Cracks in the economy have also resurfaced. In May, Egypt’s inflation rose to 30 percent, the highest in three decades. Under a $12bn IMF bailout loan to support Egypt’s economic reform plan, the government floated the currency and raised the price of fuel by 55 percent for the second time in months.
The other large domestic threat Egypt is facing is the violence in the Sinai, where armed groups, affiliates of the Islamic State of Iraq and the Levant (ISIL, also known as ISIS), have launched an open war against the government, security forces and civilians.
“While Egypt did experience bouts of terrorist violence under Mubarak, the insurgency in Sinai is now more protracted and attacks are continuing against civilians and security forces regularly on the mainland,” Allison McManus, research director of the Tahrir Institute for Middle East Policy, told Al Jazeera.
“In response, the government has carried out a widening range of security, legal and political actions in the name of a war on terror that have targeted and ensnared not only violent actors, but also opposition figures and others, to a degree unseen in the Mubarak years.”
And while the government claims it has the issue under control, its efforts to contain the violence in the Sinai, which dates back to before 2011, have been largely unsuccessful.
Among what have now become almost systematic attacks, the group downed a Russian passenger jet, killing 224 people in 2015, and this year, targeted churches and buses carrying Christians in Sinai province, killing close to 100 people in recent months.

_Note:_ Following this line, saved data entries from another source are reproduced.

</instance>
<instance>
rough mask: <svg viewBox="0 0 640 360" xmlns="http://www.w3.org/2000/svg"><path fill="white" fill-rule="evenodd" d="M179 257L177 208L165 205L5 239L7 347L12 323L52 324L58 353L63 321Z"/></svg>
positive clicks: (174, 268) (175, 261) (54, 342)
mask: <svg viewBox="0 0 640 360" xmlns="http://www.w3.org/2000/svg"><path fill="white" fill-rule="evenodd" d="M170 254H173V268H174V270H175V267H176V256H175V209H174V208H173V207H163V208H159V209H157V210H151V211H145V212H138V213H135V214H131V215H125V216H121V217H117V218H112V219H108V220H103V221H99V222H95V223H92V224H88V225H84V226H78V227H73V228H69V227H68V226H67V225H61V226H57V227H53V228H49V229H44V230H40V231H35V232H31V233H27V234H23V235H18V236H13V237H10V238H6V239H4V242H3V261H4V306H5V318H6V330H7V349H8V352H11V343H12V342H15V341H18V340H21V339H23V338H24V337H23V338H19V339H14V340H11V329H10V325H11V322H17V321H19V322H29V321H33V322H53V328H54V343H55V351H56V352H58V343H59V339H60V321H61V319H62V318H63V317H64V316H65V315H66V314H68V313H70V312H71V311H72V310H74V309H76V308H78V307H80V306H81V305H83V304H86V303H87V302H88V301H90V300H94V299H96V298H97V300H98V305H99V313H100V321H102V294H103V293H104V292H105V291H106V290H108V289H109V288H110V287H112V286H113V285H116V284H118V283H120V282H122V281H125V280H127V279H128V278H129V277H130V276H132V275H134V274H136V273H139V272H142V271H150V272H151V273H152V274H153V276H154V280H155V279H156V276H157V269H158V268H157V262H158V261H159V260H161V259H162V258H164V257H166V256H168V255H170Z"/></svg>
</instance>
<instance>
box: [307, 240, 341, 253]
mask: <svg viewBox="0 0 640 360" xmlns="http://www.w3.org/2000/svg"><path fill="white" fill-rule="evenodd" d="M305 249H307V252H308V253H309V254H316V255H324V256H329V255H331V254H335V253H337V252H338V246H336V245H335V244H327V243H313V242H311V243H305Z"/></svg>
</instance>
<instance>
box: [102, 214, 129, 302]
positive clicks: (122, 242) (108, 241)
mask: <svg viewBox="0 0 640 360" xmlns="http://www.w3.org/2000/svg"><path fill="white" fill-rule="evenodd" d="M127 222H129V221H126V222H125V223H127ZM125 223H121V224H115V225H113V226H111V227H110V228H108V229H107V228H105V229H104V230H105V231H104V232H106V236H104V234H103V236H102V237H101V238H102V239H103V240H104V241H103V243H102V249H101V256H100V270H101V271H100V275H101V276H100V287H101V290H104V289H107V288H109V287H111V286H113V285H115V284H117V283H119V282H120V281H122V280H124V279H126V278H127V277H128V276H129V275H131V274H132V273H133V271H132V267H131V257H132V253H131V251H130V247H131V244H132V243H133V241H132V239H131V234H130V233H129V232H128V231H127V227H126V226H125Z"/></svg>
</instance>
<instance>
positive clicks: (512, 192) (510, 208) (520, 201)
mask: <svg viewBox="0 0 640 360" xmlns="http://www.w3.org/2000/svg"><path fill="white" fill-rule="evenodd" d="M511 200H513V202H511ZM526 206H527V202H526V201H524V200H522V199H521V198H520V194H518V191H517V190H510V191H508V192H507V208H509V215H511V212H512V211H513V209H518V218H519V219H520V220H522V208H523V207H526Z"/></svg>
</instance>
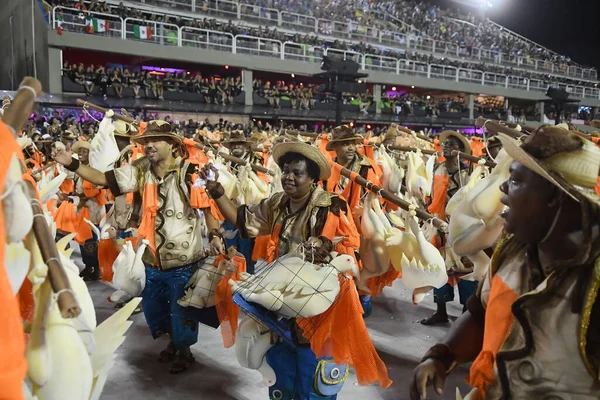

“The government has faced a serious terrorist threat and received some criticism for its handling of it. The country is clearly less secure, but this is also a result of regional trends, especially the rise of ISIS,” Issandr el-Amrani, head of the North Africa section at the International Crisis Group, told Al Jazeera.
Though Egypt’s position on the international front seems to be strengthening as it forges closer ties with the United States, Saudi Arabia and Israel, analysts say that domestically, Egypt is on the decline.
“On virtually every indicator, Egypt is worse off today than it was under Mubarak,” Yerkes said. “The security situation is far worse, the economy is worse, the levels of repression are far higher and the ability of the government to deliver basic goods and services has declined.”